Opere e omissioni

L'ultimo "no" del Pd, o meglio della sinistra tutta, è al Ponte di Messina

Opere e omissioni

L'ultimo «no» del Pd, o meglio della sinistra tutta, è al Ponte di Messina. Un «no» paradossale perché da una parte scommette che la grande opera come in altre occasioni rimarrà un sogno, dimenticando che chi l'ha fatta arenare l'ultima volta sono gli stessi che oggi gridano al bluff. Dall'altra, invece, nasce dalla convinzione che sia inutile, visto che le ferrovie in Sicilia non funzionano, che in Calabria non c'è un aeroporto degno di questo nome, che l'Autostrada del Sole nel j'accuse di quei mondi è ancora ferma ad Eboli. Solo che quel pezzo di Paese è da 60 anni in queste condizioni senza il ponte e, magari, la realizzazione della più grande infrastruttura mai pensata in Italia potrebbe dare impulso alle altre opere.

Questo «no» condito di tante chiacchiere fa sorgere il dubbio che il problema della sinistra non sia il ponte sullo stretto di Scilla e Cariddi, ma una questione ben più profonda. Un limite culturale atavico e che in futuro si aggraverà per l'alleanza che il nuovo corso del Pd vuole stipulare a tutti i costi con l'ambientalismo ideologico dei 5S. È altamente probabile, infatti, che il nuovo connubio sarà alimentato da una sorta di pregiudizio, di oscurantismo verso le grandi opere che rischia di rallentare l'Italia come in passato.

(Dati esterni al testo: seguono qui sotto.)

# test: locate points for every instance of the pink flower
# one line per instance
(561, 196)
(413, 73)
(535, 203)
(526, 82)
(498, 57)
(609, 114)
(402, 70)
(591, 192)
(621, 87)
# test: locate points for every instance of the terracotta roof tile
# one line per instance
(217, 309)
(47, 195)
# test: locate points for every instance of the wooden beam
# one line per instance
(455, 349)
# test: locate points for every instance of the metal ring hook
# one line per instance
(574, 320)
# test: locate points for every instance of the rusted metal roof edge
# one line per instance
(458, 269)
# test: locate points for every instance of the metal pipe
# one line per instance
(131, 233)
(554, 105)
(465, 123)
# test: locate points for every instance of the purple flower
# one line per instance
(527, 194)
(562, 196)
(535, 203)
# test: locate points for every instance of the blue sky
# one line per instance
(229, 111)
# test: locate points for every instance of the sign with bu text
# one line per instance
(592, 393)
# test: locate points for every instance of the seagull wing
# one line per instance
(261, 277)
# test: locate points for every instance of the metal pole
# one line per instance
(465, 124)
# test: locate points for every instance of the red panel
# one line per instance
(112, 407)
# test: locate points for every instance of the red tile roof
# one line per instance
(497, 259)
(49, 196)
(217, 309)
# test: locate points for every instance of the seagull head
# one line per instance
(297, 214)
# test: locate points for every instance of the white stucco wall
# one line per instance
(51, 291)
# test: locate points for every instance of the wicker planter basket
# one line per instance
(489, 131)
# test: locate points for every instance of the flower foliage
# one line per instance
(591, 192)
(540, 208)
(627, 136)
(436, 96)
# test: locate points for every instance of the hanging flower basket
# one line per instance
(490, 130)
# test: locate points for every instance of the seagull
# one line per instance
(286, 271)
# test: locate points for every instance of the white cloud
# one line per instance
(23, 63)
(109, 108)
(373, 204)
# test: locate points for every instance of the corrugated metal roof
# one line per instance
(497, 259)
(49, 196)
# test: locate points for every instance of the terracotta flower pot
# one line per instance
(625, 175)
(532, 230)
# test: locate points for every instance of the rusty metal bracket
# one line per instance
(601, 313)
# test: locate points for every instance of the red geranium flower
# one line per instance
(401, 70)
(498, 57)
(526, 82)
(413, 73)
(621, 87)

Eh sì, perché il rapporto tra la sinistra comunista e post-comunista e le grandi opere è una lunga storia di «no». Un'avversione che affonda le sue radici nel tempo. Milano ne è stato uno spaccato significativo. Il Pci addirittura era contrario alla metropolitana perché roba da ricchi, per i proletari suggeriva il tram. Un'altra idiosincrasia l'hanno provata anche verso i grattacieli, sempre per una sorta di pauperismo architettonico. Poi il Pci negli anni ha cambiato nome, ha assunto sigle diverse, ma quel fastidio verso il ferro e il mattone non è venuto meno: CityLife e l'Expo sono stati realizzati malgrado i tradizionali «no» che arrivavano da quel versante. Nel tempo la situazione è peggiorata: il multiforme mondo di sinistra sempre più in sintonia con l'ambientalismo «hard» grillino ha osteggiato anche la Tav, il Muos in Sicilia (il sistema satellitare americano), il Tap contro il quale è sceso in campo anche il governatore pugliese Emiliano. E di nuovo una sorta di guerriglia ideologica ha rallentato il Mose, cioè quella serie di dighe che in autunno ha impedito a Venezia di essere sommersa. Non è finita: sempre l'ambientalismo ottuso di una certa sinistra ha messo il bastone tra le ruote alla Metro C di Roma, al Terzo Valico, alla Gronda di Genova, alla Pedemontana. Mentre il termovalorizzatore di Roma va ancora a rilento per le divisioni tra i grillini e il Pd di Gualtieri.

Insomma, il no al Ponte è solo il nuovo punto di incontro fra tutte le anime della sinistra: quelle che lo contrastano perché animate da un ambientalismo becero; e quelle che lo sabotano perché intravvedono nella sua costruzione un successo dell'attuale governo e della sua formula politica.

Si tratta quindi di un «no» squisitamente ideologico che rischia di ratificare l'egemonia grillina: Beppe Grillo sarà pure al tramonto, ma a saldare l'idea della decrescita felice come alternativa al progresso a quanto pare ci pensa la sinistra.